Si l’informatique « à la papa », celle des bons vieux programmes Cobol qui automatisaient les fiches de paie, semble dominée par le paradigme du contrôle, de l’absence de créativité ou de l’ambiguïté, cela fait bien longtemps maintenant que les informaticiens ont compris que le caractère rigoureux de la programmation informatique n’interdit pas pour autant la surprise ! De fait, l’ordinateur est depuis bien longtemps l’outil favori des explorateurs de la complexité.

Un article de Rémi Sussan
Illustrations © Mondocourau.com

Qu’est-ce que la complexité ?

Mais d’abord, la complexité qu’est-ce que c’est ? Difficile à dire, car il en existe plusieurs définitions, chacune liée à une théorie particulière. Si par exemple vous référez au chaos, vous définirez la complexité comme la sensibilité extrême aux conditions initiales : autrement dit, pour employer la fameuse expression, c’est ce battement d’ailes de papillon à Melbourne qui finit par déclencher un ouragan à Montréal. D’autres – en s’inspirant des mathématiques fractales – vous diront que la complexité est produite au sein de systèmes autosimilaires (composés de versions d’eux-mêmes). Les adeptes de la théorie des réseaux vous parleront des petits mondes, de l’importance des liens « faibles », de la connectivité d’un système, etc.

Mais la meilleure définition de la complexité, la plus simple, c’est peut-être de dire que le tout diffère de la somme des parties. Lorsque plusieurs éléments d’un système s’associent, des phénomènes imprévus se produisent : on parle alors d’« émergence ».

Il est difficile de prédire l’émergence, mais relativement aisé de la produire. La grande question du prochain siècle sera peut-être de savoir si générer « virtuellement » de l’émergence nous aide à mieux comprendre l’émergence dans le monde réel.

Il y a bien sûr des tas de moyens de chercher à « programmer la complexité ». On peut utiliser de complexes équations mathématiques, plonger dans les big data, etc. Tout cela demande un haut niveau de formation, l’accès à de grosses machines et de puissantes banques de données. Mais l’une des principales manières de créer de l’émergence est à la portée de tous : il s’agit des systèmes multi-agents.
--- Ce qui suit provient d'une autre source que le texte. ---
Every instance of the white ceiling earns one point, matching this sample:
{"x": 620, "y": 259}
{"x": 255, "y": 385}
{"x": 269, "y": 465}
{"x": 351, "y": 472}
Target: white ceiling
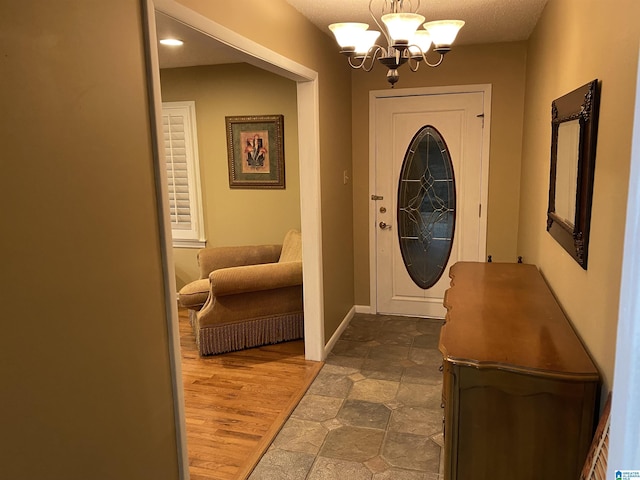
{"x": 487, "y": 21}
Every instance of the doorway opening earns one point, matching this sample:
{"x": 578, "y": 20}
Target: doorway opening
{"x": 308, "y": 121}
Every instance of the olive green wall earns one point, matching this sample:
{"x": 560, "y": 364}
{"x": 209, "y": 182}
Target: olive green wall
{"x": 84, "y": 355}
{"x": 503, "y": 66}
{"x": 574, "y": 43}
{"x": 282, "y": 29}
{"x": 236, "y": 216}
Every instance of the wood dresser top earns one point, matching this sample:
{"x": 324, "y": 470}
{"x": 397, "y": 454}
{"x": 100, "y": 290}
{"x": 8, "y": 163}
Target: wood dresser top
{"x": 503, "y": 315}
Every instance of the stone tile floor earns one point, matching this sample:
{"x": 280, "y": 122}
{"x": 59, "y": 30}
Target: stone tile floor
{"x": 372, "y": 413}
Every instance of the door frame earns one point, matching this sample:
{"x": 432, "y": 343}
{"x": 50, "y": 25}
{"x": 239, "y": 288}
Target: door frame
{"x": 374, "y": 96}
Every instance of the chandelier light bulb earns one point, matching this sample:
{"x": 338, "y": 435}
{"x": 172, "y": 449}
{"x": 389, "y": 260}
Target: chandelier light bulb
{"x": 406, "y": 42}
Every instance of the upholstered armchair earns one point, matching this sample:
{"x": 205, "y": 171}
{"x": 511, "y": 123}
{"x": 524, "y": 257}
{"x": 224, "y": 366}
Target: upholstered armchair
{"x": 247, "y": 296}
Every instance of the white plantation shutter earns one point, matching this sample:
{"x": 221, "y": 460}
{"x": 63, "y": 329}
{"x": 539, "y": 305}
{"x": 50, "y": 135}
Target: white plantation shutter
{"x": 183, "y": 177}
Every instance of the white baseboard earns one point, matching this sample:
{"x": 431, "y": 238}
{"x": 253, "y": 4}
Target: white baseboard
{"x": 343, "y": 325}
{"x": 363, "y": 309}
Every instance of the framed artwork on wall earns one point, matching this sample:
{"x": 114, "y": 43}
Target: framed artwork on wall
{"x": 255, "y": 149}
{"x": 574, "y": 131}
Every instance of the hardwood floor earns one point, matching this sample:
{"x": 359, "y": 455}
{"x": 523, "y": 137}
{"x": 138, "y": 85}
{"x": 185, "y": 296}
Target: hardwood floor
{"x": 236, "y": 403}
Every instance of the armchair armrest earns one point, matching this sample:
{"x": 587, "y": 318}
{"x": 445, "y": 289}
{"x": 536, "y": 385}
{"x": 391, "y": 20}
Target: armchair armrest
{"x": 215, "y": 258}
{"x": 251, "y": 278}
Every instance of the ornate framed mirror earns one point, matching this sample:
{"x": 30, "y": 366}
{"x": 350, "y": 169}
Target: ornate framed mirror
{"x": 574, "y": 129}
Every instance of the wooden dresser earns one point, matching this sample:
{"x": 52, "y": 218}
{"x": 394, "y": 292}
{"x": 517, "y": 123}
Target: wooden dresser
{"x": 520, "y": 391}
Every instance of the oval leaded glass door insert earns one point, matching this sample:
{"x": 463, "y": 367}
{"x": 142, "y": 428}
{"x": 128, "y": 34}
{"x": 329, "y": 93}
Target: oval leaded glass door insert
{"x": 426, "y": 207}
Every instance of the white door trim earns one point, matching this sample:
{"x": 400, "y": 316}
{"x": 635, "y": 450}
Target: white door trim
{"x": 374, "y": 95}
{"x": 309, "y": 154}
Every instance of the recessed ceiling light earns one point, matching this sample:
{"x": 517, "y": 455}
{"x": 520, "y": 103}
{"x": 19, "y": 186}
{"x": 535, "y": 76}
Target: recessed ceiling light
{"x": 174, "y": 42}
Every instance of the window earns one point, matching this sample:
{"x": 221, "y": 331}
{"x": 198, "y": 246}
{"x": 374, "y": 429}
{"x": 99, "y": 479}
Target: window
{"x": 183, "y": 173}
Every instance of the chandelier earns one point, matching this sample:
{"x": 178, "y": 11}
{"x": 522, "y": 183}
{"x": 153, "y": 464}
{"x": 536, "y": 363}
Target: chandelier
{"x": 406, "y": 42}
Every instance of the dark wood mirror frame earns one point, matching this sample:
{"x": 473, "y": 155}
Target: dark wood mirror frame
{"x": 582, "y": 104}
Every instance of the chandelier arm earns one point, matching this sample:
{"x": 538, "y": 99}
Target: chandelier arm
{"x": 422, "y": 54}
{"x": 424, "y": 57}
{"x": 363, "y": 62}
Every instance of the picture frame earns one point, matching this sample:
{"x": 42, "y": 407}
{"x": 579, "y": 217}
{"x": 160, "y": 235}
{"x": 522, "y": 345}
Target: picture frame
{"x": 574, "y": 131}
{"x": 255, "y": 149}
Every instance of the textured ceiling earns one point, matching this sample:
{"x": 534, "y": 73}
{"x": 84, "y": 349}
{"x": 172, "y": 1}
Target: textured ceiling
{"x": 198, "y": 48}
{"x": 487, "y": 21}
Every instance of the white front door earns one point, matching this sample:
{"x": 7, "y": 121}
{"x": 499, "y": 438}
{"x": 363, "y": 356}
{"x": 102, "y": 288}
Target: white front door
{"x": 459, "y": 118}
Les systèmes multi-agents : faire émerger des phénomènes non programmés

Ces programmes sont employés pour simuler des « collectifs décentralisés » comme le sont la plupart des systèmes complexes. Il s’agit de « mini-mondes formels » peuplés d’acteurs : les agents. Ceux-ci sont des petits programmes informatiques dotés d’un certain nombre de propriétés et capables d’actions très simples. On peut les comparer à des fourmis ou des termites. En gros, le programme intégré à un agent ne prend que quelques lignes. Chaque simulation multi-agents comprend en général un grand nombre d’agents, et parfois des agents de plusieurs espèces (c’est-à-dire disposant de propriétés et d’actions différentes). Ces agents se déplacent dans un espace constitué par une grille composée de cases. Ces cases peuvent elles aussi posséder certaines propriétés, par exemple héberger des ressources, ou receler des dangers. Les agents peuvent donc interagir avec leur voisin ou avec le « terrain ». Tous les agents d’une même espèce ont le même programme et les mêmes propriétés ; en revanche, les paramètres sont variables. Par exemple, tous les membres d’une espèce pourront posséder une propriété « durée de vie ». Mais celle-ci variera entre un et plusieurs « tours ». Ce paramètre pourra changer en fonction de l’environnement, des interactions avec les congénères, voire être déterminé par un nombre aléatoire.

Ceux qui travaillent sur les systèmes multi-agents cherchent donc à comprendre comment se créent les systèmes complexes. Il ne s’agit pas ici de créer des simulations très élaborées. L’objectif est exactement inverse. Le but consiste à générer un système avec un minimum de règles et de données de base, et de voir ce qui, à partir de ces ensembles minimaux, est susceptible de produire de la complexité. Autrement dit, le « bon » programme multi-agents est celui, qui, au départ, en fait le moins. L’intérêt consiste à découvrir le petit nombre de règles susceptible de faire émerger des phénomènes non programmés. Si ces aspects émergents existent dans le monde réel, on dispose alors peut-être d’une piste pour comprendre un phénomène.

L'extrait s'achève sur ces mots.